Everything You Always Wanted To Know About Pontil Scars (But Were Afraid To Ask)?

Blowpipe or
Glass tipped pontil scar example.
Dr. J. Hostetter's Stomach Bitters - ca. 1870-1880.
Iron or
Sand pontil scar example.

One of the easier to identify and most consistently accurate indicators that a bottle was manufactured during or prior to the American Civil War (i.e., the 1860s or before) is the pontil scar present on the base.

A pontil mark is a variably sized and type of scar left on the base of a bottle by a pontil rod. A typical pontil rod or “punte” was a long (4-6 feet) iron rod which was securely attached to the base of the just blown hot bottle. This attachment process was called “empontilling.” The rod had to be long enough so that the heat transference from the extremely hot (2000°+ F.) bottle did not reach the hands of the pontil rod holder. A pontil rod held the bottle during the steps in the bottle blowing process where the blowpipe is removed (“cracked-off”) from the bottle and that break-off point is “finished”, i.e. the lip or “finish” is completed in some fashion, with or without additional glass. (The process of “finishing” a bottle will be the subject of a future article.)

Once the bottle is “finished,” the pontil rod itself is sharply tapped which breaks it free of the bottle. The base of a bottle which was held with a pontil rod will almost always retain some evidence of the pontil rod attachment. (For more information on the production processes of making bottles, please see my “Historic Glass Bottle Identification & Information Website” (HBW for short) at www.sha.org/bottle/index.htm . In particular see the “Glassmaking & Glassmakers” page at www.sha.org/bottle/glassmaking.htm )

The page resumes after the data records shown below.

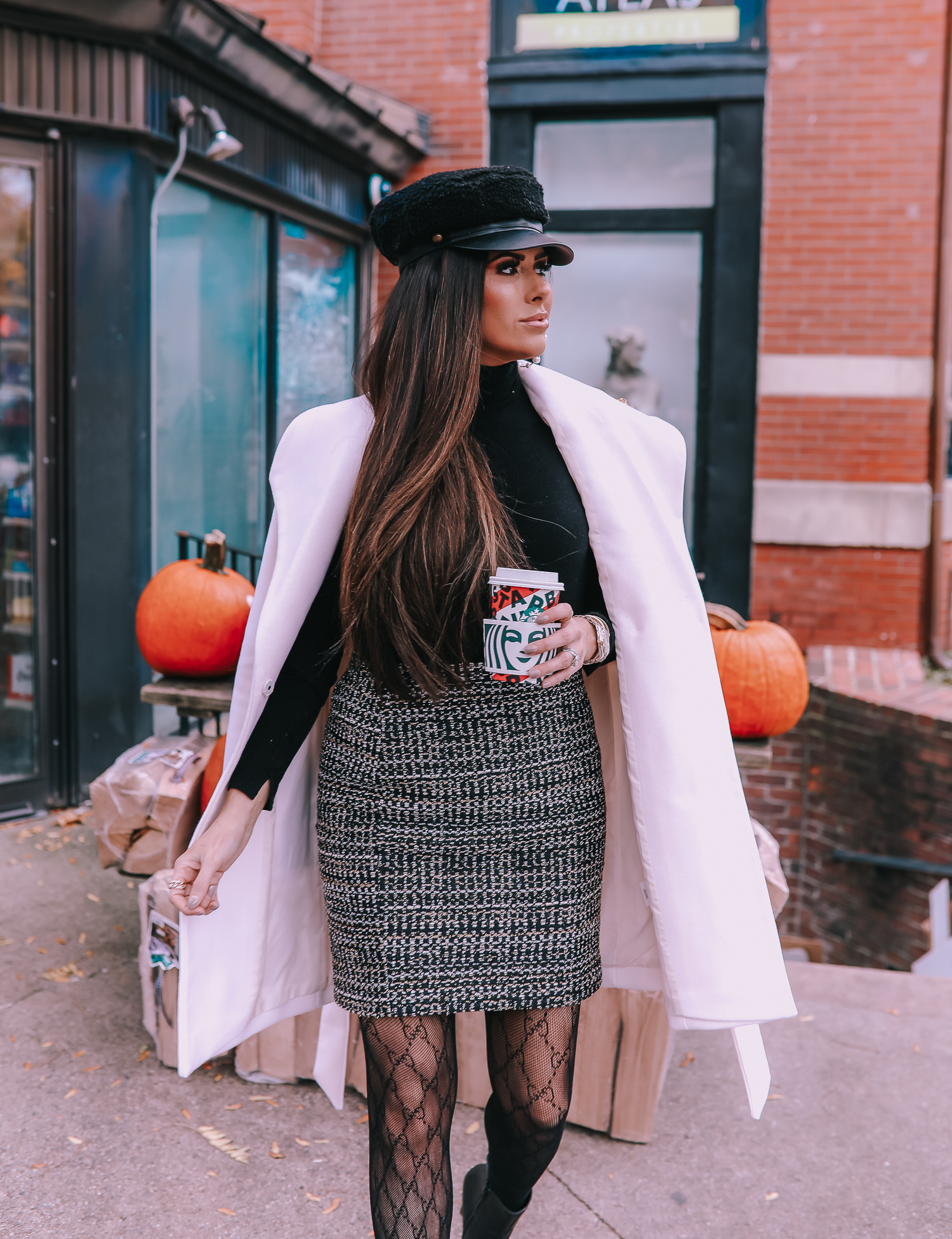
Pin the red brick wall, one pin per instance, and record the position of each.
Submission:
(296, 23)
(852, 156)
(842, 595)
(878, 781)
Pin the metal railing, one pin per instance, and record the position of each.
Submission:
(232, 553)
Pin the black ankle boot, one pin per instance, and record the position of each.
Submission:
(484, 1214)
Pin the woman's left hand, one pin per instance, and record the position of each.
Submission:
(576, 633)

Four types of pontil scars

There were four main types of empontilling methods – all of which leave more or less distinctively different base markings. These are briefly discussed below:

1. Glass-tipped pontil scar (image #1) – This type pontil scar was formed by the use of a solid iron bar as the pontil rod. One slightly widened end of the bar was tipped with molten glass then applied and fused to the base of the bottle. A glass tipped pontil rod made contact with most – or all – of the bottle base within the confines of the diameter of the pontil rod tip. When the rod was broken free of the bottle, a generally round but fragmented scar was left behind on the base.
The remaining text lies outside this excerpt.